Someone said in an email discussion “In general I agree in free market economics, but there are places where it just doesn’t make sense. The City Water Company, for example. I can’t have 7 different pipes coming into my house. I can’t choose every day, based on price and quality, whose water I will by. The only sensible way to get water is to have a government monopoly (The City Water Company) provide it.
This view neatly slides several concepts together in sort of an intellectual bait-and-switch, leading one to a very different conclusion than the one I reach. I am going to break this down into three short discussions.

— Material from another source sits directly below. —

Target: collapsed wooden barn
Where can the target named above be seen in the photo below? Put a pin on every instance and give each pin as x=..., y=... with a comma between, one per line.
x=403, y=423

I - The government does, indeed have an important role in economic activity, but that role is properly regulatory not participatory. Take the grocery business. The government has a role insuring the food in the store meets health and safety standards. It has a role inspecting the scales to insure the weights and measures are accurate. It has a role defining what a “Grade A Egg” and a “Grade AA Egg”. Those standards should be known to all and the government should inspect to make sure the standards are being followed. That is a regulatory role.

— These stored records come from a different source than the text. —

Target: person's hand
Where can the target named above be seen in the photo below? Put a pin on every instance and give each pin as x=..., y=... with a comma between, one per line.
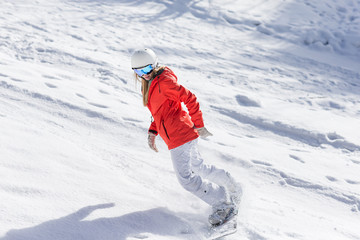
x=203, y=132
x=151, y=141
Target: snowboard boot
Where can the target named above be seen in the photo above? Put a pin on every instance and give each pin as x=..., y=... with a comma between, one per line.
x=222, y=213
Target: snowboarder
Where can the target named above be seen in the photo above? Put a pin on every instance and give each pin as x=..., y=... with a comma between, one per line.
x=163, y=95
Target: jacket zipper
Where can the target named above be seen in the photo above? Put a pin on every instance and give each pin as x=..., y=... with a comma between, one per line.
x=165, y=130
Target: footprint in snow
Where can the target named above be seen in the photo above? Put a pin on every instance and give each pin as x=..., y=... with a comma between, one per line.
x=296, y=158
x=50, y=85
x=332, y=179
x=98, y=105
x=352, y=182
x=261, y=163
x=81, y=96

The government is not supposed to be running its own Government Grocery Stores (stores where the building, the employee wages and the cost of wholesale food come from government funds and where government employees decide whether Lamb or Beef will be for sale this week).
Big difference. “But wait,” you say. The divide between regulating a company and running a company is not that clear.”
(Lady Thatcher noticed that too, you’re in good company).
If the government sets the conditions for opening and closing factories, the hours and wages of employees, the cost that can be charged for finished goods and the amount and quality of various products produced, that isn’t “Private Industry” even if private individuals own shares of the company. That is a hybrid, but a lot closer to centrally planned industry (Classical Socialism).
There has to be some commons sense in here (there usually has to be some common sense in life). The government needs to regulate, but needs to regulate “only as much as is necessary to prevent harm to the public” (and yes, that requires common sense to interpret too). The government can forbid a store from selling peaches that have toxic residue on them (that would hurt people and they have no real way to tell if the toxic residue is there or not). The government should not direct a store to sell peaches this week (rather than apples) in order to help the Peach Farmers. The government has no obligation (nor interest) in keeping the Peach Farmers (nor this grocery store) from going out of business.
It is like a lot of other freedoms. I should be free to do things in my own yard that I want (sit and read or play touch football) but I shouldn’t be free to start an enormous bonfire because that endangers other people. Government regulation in economic activity is similar. “You can sell peaches or not, but you can’t sell poisoned peaches.”